シャープ上期、営業利益2ケタ減も最終黒字に--通期売上高は下方修正

 シャープは10月31日、2014年度上期(4~9月)の連結業績を発表した。売上高は前年同期比1.1%減の1兆3276億円、営業利益は同13.6%減の292億円、経常利益は前年同期の3.3倍になる107億円、当期純利益は前年同期の433億円の赤字から47億円の黒字に転換した。

 シャープ代表取締役社長の高橋興三氏は、「上期は国内での消費税率改定に伴う駆け込み需要の反動や住宅着工件数減少の影響などもあり、デジタル情報家電とエネルギーソリューションで減収。また、電子デバイスの赤字があり減益となった」と説明した。

高橋興三氏
シャープ 代表取締役社長 高橋興三氏

 「売上高、利益ともに公表値を下回ったが、経常利益は前年同期比で大幅に改善して、四半期純利益は黒字転換を果たした。諸施策に着実に取り組み、通期計画の必達を目指す。みんながもっと緊張感を持ってやっていく必要がある。筋肉質化という言葉で表現しているが、計画に届かなくても収益を確保する体質に変えている。チャレンジ精神を植えつけていくことに力を注ぎ。若い人たちから想定以上に“こんなことをしたい”という要望が出てきている」(高橋氏)

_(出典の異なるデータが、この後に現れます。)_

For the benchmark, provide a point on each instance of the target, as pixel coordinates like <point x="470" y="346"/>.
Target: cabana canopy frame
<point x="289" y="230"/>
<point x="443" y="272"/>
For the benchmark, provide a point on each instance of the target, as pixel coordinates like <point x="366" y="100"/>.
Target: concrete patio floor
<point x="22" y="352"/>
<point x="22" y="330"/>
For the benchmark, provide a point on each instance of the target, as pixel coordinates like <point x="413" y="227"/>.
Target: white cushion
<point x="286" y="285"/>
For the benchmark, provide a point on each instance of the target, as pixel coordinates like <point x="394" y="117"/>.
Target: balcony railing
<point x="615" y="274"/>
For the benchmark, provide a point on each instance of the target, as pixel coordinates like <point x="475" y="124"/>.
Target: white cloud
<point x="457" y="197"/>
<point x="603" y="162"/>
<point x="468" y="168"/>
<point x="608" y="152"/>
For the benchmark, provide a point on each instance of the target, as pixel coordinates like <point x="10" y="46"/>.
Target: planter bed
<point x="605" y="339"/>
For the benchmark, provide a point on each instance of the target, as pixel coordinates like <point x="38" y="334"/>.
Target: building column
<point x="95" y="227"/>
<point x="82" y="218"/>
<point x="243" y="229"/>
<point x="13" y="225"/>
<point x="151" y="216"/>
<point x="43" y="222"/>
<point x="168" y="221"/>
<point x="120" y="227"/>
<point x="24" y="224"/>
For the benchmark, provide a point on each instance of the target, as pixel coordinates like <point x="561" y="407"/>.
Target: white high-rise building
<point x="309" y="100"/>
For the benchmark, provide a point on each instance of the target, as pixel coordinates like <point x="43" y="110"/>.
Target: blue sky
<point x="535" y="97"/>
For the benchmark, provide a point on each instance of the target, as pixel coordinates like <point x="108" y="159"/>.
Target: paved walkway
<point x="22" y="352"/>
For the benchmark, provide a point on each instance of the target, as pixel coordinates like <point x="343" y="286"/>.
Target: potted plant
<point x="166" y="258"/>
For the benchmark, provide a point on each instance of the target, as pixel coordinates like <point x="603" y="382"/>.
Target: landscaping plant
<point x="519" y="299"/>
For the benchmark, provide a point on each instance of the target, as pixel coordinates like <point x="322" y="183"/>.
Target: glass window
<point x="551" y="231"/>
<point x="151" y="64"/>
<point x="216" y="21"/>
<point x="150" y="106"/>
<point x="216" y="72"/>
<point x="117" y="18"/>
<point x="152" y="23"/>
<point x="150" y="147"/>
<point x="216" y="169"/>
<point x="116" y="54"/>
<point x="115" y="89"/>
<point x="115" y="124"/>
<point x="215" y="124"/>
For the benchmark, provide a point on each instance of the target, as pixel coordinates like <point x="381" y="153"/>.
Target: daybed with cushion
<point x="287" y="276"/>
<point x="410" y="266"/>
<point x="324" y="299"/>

 部門別業績は、プロダクトビジネスの売上高が前年同期比2.2%減の8031億円、営業利益は同14.9%減となる309億円。そのうち、デジタル情報家電の売上高が同0.6%減の3327億円、営業利益が8.8倍となる75億円となった。

 液晶テレビの販売金額は同2.5%減の1891億円、販売台数は同2.4%減の360万台となった。携帯電話の販売金額は同1.8%減の859億円、販売台数は同0.5%減の241万台。

 液晶テレビでは、北米と中国で販売台数を伸ばすものの、アジアの新興国、中近東での景気減速や政情不安、国内の消費税による駆け込み需要反動の影響から台数、金額ともに前年を下回ったという。

 「液晶テレビの4K対応やクアトロンプロなどの大型、高精細モデルの販売を強化する。中国では4Kビジネスが加速しており、欧州でも構造改革で体制が大きく変わったことで収益性が改善されるだろう」とした。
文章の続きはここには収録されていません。